Meyers is happy to take down posts, he says, if they’re violating a copyright. Here’s the hitch: Most of the posts that Blogger removed from his site contained authorized mp3s.
Take the most recent Merle Haggard disc: Vanguard Records gave Meyers an mp3 to host (as well as a physical copy to give away to a lucky reader). Blogger removed the post.
Meyers spoke with his contact in marketing at Vanguard, who is now looking into the matter—-presumably, someone from the company’s legal department took issue with the Vinyl District post. Meyers says it’s a left hand/right hand problem, a symptom of the dysfunction of record companies. For marketing, “they’ve found some success with bloggers,” he says. “And now they’re sabotaging it.”
“Blogger makes it particularly hard to combat the takedown,” he says. To appeal a DMCA complaint, he says, “you literally have to prepare a legal brief in writing, mail it, and wait.”

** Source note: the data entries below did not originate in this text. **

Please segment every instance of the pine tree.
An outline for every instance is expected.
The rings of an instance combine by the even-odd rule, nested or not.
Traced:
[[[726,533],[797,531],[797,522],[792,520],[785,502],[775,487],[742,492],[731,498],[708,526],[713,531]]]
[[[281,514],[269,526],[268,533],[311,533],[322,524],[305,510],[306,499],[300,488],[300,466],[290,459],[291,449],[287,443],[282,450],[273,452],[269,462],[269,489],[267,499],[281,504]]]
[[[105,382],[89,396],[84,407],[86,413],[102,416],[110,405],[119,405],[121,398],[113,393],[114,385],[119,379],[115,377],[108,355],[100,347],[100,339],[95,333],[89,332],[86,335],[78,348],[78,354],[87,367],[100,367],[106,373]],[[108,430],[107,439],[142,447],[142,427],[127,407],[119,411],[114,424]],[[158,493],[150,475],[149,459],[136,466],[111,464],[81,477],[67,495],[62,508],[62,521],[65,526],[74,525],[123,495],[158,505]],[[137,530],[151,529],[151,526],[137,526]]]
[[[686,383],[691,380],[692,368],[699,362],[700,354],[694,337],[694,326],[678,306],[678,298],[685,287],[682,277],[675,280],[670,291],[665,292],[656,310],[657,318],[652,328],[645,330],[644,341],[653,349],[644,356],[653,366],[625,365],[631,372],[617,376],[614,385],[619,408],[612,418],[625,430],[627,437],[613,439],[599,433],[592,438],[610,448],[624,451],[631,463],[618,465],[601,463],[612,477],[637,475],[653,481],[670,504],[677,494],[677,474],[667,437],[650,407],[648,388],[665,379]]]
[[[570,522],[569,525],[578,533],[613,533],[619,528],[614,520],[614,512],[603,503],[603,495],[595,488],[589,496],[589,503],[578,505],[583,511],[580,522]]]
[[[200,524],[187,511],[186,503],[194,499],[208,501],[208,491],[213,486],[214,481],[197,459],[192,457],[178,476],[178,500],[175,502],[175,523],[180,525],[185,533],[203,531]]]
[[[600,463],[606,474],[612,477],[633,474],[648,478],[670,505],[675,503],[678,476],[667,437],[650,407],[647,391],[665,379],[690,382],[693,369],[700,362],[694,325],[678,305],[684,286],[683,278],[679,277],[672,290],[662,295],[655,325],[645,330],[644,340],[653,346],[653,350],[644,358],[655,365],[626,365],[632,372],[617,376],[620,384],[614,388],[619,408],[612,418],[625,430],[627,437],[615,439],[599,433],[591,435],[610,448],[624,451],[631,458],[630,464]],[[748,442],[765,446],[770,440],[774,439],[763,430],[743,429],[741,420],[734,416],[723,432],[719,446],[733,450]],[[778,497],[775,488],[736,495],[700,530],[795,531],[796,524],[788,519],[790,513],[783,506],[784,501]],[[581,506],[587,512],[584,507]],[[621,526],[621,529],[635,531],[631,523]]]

So he says he’s had enough.
“I do actually live in fear of the thing being yanked,” he says. He’s been running the blog for three years, and it’s a labor of love—-he sells ads on it, but they’ve earned very little money. So he foresees moving the site to a new host soon.
But while dealing with Blogger is a pain, he sees his plight as having more systemic roots. “I think the real story isn’t Google,” he says, “but the inability of the [music] industry to sustain itself.”